The island of Cyprus was 1st to succumb to the Black Death in the latter part of 1347. England was hit in early 1348. Two-thirds of the students at Oxford died. One-quarter to 1/2 the population of England perished. In Bristol, victims died faster than the living could bury them.

In a Latin chronicle, Carmelite friar Jean de Venette wrote of the Black Death in France: "The mortality was so great at the Hotel-Dieu in Paris that for a long time more than 500 dead were carried daily on wagons to be buried at the cemetery of St. Innocent of Paris."

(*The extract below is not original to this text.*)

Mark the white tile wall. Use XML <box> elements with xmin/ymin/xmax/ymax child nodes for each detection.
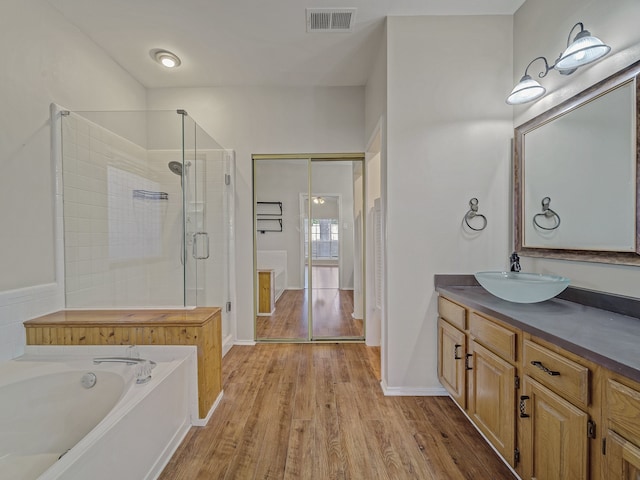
<box><xmin>62</xmin><ymin>113</ymin><xmax>183</xmax><ymax>308</ymax></box>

Half the population of Italy died. There were but few funeral services and even fewer single graves. Most of the dead were buried without ceremony in deep trenches, a layer of corpses, a light covering of earth, then another layer of corpses. When one trench was filled, another was dug. The plague struck in 2 forms. Pulmonary victims exhibited high fever and spitting of blood, which resulted in death within 3 days. Bubonic victims, with high temperatures, abscesses, and carbuncles, died in 5 days.

In his Decameron, Boccaccio wrote: "This tribulation struck such terror to the hearts of all that brother forsook brother, uncle nephew, oftentimes wife husband; nay what is yet more extraordinary and well nigh incredible, some fathers and mothers refused to visit or tend their very children as though they had not been theirs."

When the Black Death abated in 1351 at least 75 million people had perished, certainly the largest death count of any catastrophe in history.

Aftermath: Outbreaks of the Black Death, or bubonic plague, continued long after 1351, though it is believed that the domestic cat played a major role in lessening occurrences by ridding towns and villages of rodents. The disease still exists but is known by other names such as the Levant or Oriental plague, and it is no stranger to Asia Minor, Turkey, and Egypt.

Tomorrow: Twentieth-century life-styles take for granted the sanitary disposal of trash, garbage, and human waste, but should these systems cease to function for any reason, what happened in 1347 could happen again.